This week, nearly 700,000 people will descend on the U.S. Tennis Center in New York to watch the world’s best players compete in the 2012 U.S. Open. But this year, millions of fans catching the action on their PC, tablet or smartphone may actually have the best seat in the house.
Thanks to Big Data, predictive analytics and cloud computing, fans from around the world will have access to real-time insight based on millions of data points – illustrating each player’s keys to winning the match.
Now that’s a real advantage over simply sitting courtside keeping an eye on the scoreboard. So what’s the takeaway for business and government?
From Wimbledon to U.S. Open Golf, Roland Garros to U.S. Open Tennis, we see distinct parallels between the IT needs of big events and those of the enterprise. In fact, it’s often said that sports is a metaphor for life – but in some ways, sports is a metaphor for business as well.
Backed by real data, tennis fans can make instant, informed predictions about the match they’re watching — well before the scores tell the story. Off the court, the same kinds of data-driven, interactive experiences are being used to monitor babies in prenatal wards, help police forces prevent crime and enable financial services firms to improve customer service.

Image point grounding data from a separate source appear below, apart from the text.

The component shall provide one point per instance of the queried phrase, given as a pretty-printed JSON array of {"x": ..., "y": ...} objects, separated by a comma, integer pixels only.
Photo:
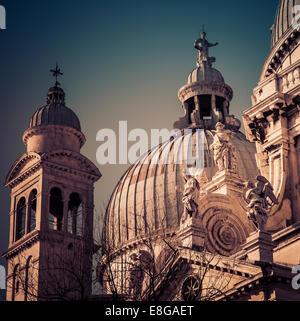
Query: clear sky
[{"x": 122, "y": 60}]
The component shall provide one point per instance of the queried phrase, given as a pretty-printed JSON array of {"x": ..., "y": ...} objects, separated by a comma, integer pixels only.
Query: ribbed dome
[
  {"x": 55, "y": 112},
  {"x": 206, "y": 74},
  {"x": 149, "y": 195},
  {"x": 283, "y": 19}
]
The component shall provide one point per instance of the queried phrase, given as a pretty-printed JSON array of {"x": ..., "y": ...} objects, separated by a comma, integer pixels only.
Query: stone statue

In addition, similar to the seasonal peaks and troughs in demand a business may face, the U.S. Open requires scalable computing resources — the flexibility of the cloud — so that it can manage an exponential increase in digital traffic during the tournament. For much of the year, the U.S. Open resembles a small business, but during the two-week tournament IBM transforms it into a massive, data hungry enterprise that demands uninterrupted access to accurate content, data and stats primed for instant analysis and decision-making.
Like businesses, governments and healthcare providers, the world of sports is finding new ways to uncover hidden insights from Big Data delivered via the cloud to up their game. Seeing Big Data perform on the court is helping business leaders from Chief Marketing Officers to Chief Financial Officers understand how they can personalize marketing and better inform product development, supply chain and acquisition decisions.
As data in all forms continues to grow, the value of information is increasing. It is an organizations’ most valuable natural resource. And those — whether focused on sports, retailing, health care, and beyond — that capture and understand it quickly will have an unprecedented advantage.